Moreover, OLAF set TelDrum case as an example for an EU fund embezzlement case.
„Two investigations OLAF conducted into projects financed by the European Regional Development Fund (ERDF) for road constructions in Romania illustrate this trend. OLAF’s investigations uncovered that the representatives of a county municipality, the beneficiary, had colluded with representatives of the company who designed the technical specifications for the road, in order to establish restrictive criteria in the tender documentation that would benefit one particular economic operator. This company won the contract, while the rest of the tenderers were disqualified during the initial evaluation phase. The two colluding organisations falsified a large number of documents, including the technical project and memorandum for the road construction, as well as the structure checks. These falsified documents were not only used by the municipality in the tender procedure related to the works, but were also later submitted to support a claim for reimbursement from the Managing Authority, resulting in the undue allocation of EU funds,” the report reads.
OLAF calculated that the financial damage to the European Union budget stemming from these cases is approximately EUR 21 million, representing the total value of EU funding paid by the Managing Authority.

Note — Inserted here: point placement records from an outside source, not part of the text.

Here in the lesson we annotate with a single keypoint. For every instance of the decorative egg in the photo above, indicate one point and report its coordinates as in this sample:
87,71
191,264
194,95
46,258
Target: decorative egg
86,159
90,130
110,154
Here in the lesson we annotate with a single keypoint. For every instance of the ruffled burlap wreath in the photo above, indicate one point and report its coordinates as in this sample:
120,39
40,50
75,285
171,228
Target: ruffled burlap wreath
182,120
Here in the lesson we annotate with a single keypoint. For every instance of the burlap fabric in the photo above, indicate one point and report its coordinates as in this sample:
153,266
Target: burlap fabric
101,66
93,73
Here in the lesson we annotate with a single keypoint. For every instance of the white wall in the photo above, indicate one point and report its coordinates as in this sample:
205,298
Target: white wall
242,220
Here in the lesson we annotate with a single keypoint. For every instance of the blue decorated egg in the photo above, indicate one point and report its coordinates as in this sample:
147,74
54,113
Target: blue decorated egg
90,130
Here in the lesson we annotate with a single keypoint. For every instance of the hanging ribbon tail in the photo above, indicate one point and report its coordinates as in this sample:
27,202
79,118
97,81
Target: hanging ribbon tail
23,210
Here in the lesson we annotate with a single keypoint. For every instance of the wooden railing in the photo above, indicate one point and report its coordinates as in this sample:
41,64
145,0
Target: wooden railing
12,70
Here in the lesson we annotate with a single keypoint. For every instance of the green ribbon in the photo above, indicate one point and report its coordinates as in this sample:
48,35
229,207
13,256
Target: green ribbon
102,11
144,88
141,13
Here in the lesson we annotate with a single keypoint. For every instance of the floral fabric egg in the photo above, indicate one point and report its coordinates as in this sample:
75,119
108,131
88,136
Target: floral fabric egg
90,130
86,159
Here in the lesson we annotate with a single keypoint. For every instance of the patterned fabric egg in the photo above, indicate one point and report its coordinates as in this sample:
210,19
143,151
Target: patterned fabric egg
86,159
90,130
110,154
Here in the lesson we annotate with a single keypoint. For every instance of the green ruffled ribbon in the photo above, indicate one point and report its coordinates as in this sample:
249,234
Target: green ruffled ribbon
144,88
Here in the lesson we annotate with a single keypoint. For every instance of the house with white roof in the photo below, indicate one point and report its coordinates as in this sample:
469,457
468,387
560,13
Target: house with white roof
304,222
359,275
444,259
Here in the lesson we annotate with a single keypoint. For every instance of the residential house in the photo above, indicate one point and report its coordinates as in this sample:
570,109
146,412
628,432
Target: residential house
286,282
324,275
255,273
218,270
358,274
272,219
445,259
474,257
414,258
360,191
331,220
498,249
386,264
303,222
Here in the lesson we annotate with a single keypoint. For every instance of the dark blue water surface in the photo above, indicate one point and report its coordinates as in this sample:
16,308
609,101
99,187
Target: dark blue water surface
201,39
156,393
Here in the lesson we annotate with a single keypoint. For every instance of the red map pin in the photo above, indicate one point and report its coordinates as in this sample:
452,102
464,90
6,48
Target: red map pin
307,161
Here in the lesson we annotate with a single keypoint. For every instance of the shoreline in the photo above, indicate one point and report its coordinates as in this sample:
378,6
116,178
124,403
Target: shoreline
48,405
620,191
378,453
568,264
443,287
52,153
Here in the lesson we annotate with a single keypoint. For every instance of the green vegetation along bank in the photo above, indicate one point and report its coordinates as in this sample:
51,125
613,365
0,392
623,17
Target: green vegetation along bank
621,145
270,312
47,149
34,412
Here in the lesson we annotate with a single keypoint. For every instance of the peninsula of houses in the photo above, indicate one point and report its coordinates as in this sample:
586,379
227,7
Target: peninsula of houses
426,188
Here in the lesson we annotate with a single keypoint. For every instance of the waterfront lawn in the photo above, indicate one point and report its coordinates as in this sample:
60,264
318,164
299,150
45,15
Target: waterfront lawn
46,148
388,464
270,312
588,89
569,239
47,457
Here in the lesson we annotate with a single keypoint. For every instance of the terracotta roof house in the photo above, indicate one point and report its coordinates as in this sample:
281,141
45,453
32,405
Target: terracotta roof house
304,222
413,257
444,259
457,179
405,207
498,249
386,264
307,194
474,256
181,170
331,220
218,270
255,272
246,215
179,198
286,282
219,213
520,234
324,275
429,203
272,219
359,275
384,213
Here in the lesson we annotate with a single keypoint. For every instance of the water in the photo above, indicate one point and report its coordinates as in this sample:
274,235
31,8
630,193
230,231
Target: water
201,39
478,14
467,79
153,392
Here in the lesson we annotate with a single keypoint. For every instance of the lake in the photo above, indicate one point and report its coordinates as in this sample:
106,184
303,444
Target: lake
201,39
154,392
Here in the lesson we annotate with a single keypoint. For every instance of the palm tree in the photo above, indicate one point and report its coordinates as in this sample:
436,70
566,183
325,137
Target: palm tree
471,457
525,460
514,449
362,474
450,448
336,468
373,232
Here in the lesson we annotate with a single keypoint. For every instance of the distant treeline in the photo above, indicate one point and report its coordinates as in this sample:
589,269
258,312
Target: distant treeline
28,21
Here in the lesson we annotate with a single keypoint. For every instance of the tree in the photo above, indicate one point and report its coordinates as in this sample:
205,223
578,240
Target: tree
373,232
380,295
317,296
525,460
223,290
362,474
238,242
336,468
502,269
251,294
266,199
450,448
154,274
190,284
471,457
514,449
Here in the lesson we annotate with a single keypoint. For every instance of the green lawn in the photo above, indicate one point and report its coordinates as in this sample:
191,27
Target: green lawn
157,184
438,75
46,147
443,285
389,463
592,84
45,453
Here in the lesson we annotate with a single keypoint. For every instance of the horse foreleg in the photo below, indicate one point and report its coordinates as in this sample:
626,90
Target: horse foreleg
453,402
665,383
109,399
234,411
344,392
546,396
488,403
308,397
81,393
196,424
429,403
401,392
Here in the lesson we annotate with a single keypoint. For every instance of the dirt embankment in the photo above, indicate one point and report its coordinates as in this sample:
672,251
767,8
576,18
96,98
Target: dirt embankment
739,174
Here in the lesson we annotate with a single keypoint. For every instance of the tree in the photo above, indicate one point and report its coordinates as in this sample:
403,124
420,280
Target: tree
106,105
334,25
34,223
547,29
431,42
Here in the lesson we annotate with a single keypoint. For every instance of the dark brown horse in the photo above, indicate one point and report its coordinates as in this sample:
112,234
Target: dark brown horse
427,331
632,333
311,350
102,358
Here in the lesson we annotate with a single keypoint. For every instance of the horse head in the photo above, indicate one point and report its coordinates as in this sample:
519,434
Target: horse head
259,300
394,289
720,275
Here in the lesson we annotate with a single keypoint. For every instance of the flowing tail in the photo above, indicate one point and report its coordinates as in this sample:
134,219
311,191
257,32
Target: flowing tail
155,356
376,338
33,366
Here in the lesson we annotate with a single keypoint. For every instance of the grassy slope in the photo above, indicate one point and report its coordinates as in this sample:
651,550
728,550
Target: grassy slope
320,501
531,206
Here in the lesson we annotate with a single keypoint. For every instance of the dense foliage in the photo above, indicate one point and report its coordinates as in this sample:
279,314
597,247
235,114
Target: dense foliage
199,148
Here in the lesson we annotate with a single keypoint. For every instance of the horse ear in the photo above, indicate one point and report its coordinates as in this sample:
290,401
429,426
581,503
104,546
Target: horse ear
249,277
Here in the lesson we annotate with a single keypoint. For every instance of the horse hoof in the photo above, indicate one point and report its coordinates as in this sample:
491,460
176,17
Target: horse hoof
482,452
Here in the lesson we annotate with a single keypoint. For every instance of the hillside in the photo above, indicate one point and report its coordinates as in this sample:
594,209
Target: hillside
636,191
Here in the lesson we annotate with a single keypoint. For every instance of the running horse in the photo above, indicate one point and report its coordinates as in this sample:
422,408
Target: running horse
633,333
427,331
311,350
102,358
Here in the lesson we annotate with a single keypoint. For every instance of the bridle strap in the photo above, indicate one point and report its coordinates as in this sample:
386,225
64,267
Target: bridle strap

„As a result, OLAF recommended that the Directorate-General for Regional and Urban Policy of the European Commission recovers the full amount, and issued judicial recommendations to the Romanian National Anticorruption Directorate (DNA) to initiate judicial actions. The DNA responded to OLAF’s recommendations by opening a criminal investigation. In November 2017, the DNA brought charges against high-level officials in Romania for fraud with EU funds, for creating an organised criminal group and misusing an official position for personal gain. In order to secure the recovery of funds to the EU budget, the DNA prosecutors seized assets and froze the bank accounts of the persons concerned. The European Commission asked Romania to carry out the necessary corrections so that the EU budget would not be affected. Romania agreed to the Commission’s request to apply these corrections,” says the report.